I ran across a recent review in the New Yorker by Canadian journalist Malcolm Gladwell, commenting on The Death of Cancer, a book by Dr. Vincent DeVita. Dr. DeVita is a leading cancer specialist in the United States who has developed groundbreaking chemotherapy regimens which are still in use. This very influential physician advocates in his book one side of a difficult controversy that we see all the time in healthcare: should we insist on treating patients according to guidelines based in best-quality research studies, or should we encourage physicians to be “creative” and use intuitively reasonable but unproven treatment strategies?
In some ways this controversy is an example of a more abstract question: should we be focusing in healthcare on the individual patient, or on a population of which the patient is presumed to be a member? In my practice caring for frail elderly people at home I find, because my patients never seem to fit into labelled-box categories, I nearly always end up favouring the “individual” side of that question. As far as insisting on guidelines versus trying out unproven treatments is concerned, I am forced almost daily to be creative about what kind of treatment I offer my frail elderly patients.
I think though that it’s easier to make a case for that kind of practice with someone in their 90s, an example of the famous heterogeneity principle in geriatrics. Not only does this old person not not quite fit the definition of any study population, he or she is pretty much completely unique, and often needs a unique solution to a unique problem. But what about 30-year-olds with HIV, 40-year-olds with breast cancer, or 60-year-olds with heart attacks? They are much more like the others in their group and likelier to benefit from a treatment that has been proven to be effective in big studies of very similar people. And of course “borderline” situations exist. An 80-year-old with new heart disease who drives a car, runs a business, and has never been sick a day in her life, or an eccentric young cancer patient whose beliefs preclude standard care? What about them?
My solution has turned by default to giving my patients a choice. Many of them have to delegate that choice to a substituted decision-maker, but it’s still the patient’s (not my) choice to make.

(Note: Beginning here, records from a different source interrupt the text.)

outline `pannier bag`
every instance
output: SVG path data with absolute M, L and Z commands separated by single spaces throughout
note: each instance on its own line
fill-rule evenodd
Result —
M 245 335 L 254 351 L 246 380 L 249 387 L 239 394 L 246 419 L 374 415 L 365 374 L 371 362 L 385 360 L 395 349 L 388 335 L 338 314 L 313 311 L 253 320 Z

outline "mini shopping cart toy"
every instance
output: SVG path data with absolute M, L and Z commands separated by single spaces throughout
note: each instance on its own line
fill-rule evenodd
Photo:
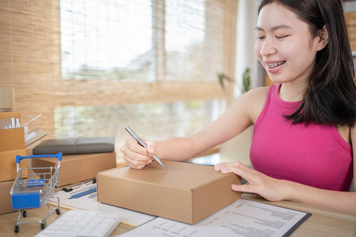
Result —
M 62 153 L 27 157 L 16 156 L 17 176 L 10 192 L 13 209 L 18 210 L 19 212 L 17 220 L 15 224 L 15 233 L 18 232 L 20 225 L 22 224 L 39 223 L 41 224 L 41 229 L 43 229 L 47 225 L 47 218 L 55 210 L 57 215 L 61 214 L 59 198 L 55 194 L 59 191 L 59 168 L 61 166 L 62 157 Z M 51 167 L 31 168 L 20 168 L 20 162 L 21 160 L 38 157 L 56 157 L 58 162 L 57 166 Z M 56 186 L 57 192 L 55 193 Z M 48 199 L 51 197 L 55 197 L 58 199 L 57 205 L 52 210 L 50 205 L 47 203 Z M 24 218 L 26 217 L 27 209 L 40 208 L 44 204 L 47 205 L 48 208 L 48 213 L 43 220 L 31 222 L 20 221 L 22 217 Z

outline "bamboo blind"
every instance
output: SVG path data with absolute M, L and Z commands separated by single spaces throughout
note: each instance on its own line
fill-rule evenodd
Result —
M 103 8 L 97 3 L 100 1 L 94 1 L 94 5 L 85 8 L 87 2 L 69 1 L 70 4 L 82 4 L 85 14 L 101 21 L 97 12 Z M 113 2 L 124 6 L 135 4 L 136 1 Z M 44 130 L 48 135 L 43 140 L 114 136 L 115 150 L 118 151 L 129 136 L 124 131 L 126 125 L 130 125 L 143 138 L 162 139 L 189 135 L 221 114 L 232 101 L 233 87 L 227 85 L 227 89 L 222 89 L 217 75 L 234 75 L 236 1 L 197 1 L 194 4 L 187 0 L 146 2 L 152 11 L 152 22 L 144 25 L 152 27 L 152 50 L 149 55 L 152 73 L 131 71 L 126 80 L 120 80 L 89 76 L 79 79 L 64 76 L 64 66 L 68 64 L 63 61 L 63 57 L 66 57 L 63 49 L 66 37 L 64 31 L 67 29 L 61 29 L 61 26 L 71 21 L 73 24 L 78 22 L 75 16 L 63 17 L 63 5 L 59 0 L 1 1 L 0 87 L 15 89 L 15 110 L 21 113 L 22 122 L 41 113 L 30 123 L 29 129 L 41 127 Z M 141 7 L 136 4 L 133 7 Z M 176 4 L 179 4 L 180 10 L 176 10 L 175 18 L 169 17 L 169 14 L 177 9 Z M 115 13 L 104 14 L 108 17 Z M 190 14 L 198 18 L 191 18 Z M 194 19 L 200 24 L 194 22 Z M 85 20 L 80 24 L 91 22 L 96 20 Z M 90 29 L 103 30 L 97 26 L 92 27 Z M 169 34 L 174 29 L 179 29 L 178 37 Z M 115 35 L 114 40 L 118 45 L 122 37 L 138 29 L 127 27 L 126 30 Z M 86 31 L 84 35 L 90 32 Z M 106 37 L 103 32 L 100 31 L 97 37 Z M 201 35 L 202 41 L 192 44 L 194 47 L 169 48 L 172 45 L 183 45 L 180 41 L 187 42 L 190 37 L 194 39 L 194 34 Z M 133 38 L 130 40 L 140 40 Z M 85 48 L 85 41 L 71 47 Z M 101 44 L 95 47 L 106 47 L 107 54 L 111 50 L 115 52 L 115 48 L 108 49 L 108 45 Z M 83 52 L 87 54 L 91 51 Z M 173 52 L 178 56 L 174 57 Z M 88 62 L 89 56 L 81 55 Z M 136 64 L 134 66 L 143 64 L 143 57 L 133 60 Z M 118 53 L 118 61 L 120 58 Z M 73 65 L 78 63 L 75 59 L 71 59 Z M 115 61 L 102 64 L 111 65 Z M 199 66 L 200 69 L 187 73 L 192 65 Z M 71 76 L 74 78 L 78 74 Z M 121 159 L 120 152 L 117 153 L 118 159 Z

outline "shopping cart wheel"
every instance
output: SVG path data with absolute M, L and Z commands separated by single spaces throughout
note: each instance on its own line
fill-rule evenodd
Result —
M 46 227 L 47 227 L 47 224 L 46 224 L 45 222 L 44 223 L 42 223 L 42 224 L 41 224 L 41 229 L 45 229 Z

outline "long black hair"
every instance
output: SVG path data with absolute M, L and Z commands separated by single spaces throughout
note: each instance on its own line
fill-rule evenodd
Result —
M 329 34 L 327 45 L 317 52 L 301 105 L 285 117 L 294 124 L 353 127 L 356 122 L 355 69 L 341 0 L 262 0 L 258 13 L 273 2 L 306 22 L 314 37 L 324 26 Z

Once I take the time to let them know the potential risks and benefits of guidelines-based care versus some once-off treatment I believe might help (and if I’m careful not to spin the information I provide) each patient can think over the options in their own circumstance and with their own biases and preferences.
This could be a way out of the dilemma Dr. DeVita discusses. Evidence-based care, clinical guidelines and hospital policies and procedures need to be recognized and treated as suggestions, not tyrannical laws of practice. It is after all the patient who suffers or enjoys the real consequences of what we do and don’t do, not me, my reputation, an institution I work for, or a regulatory health authority.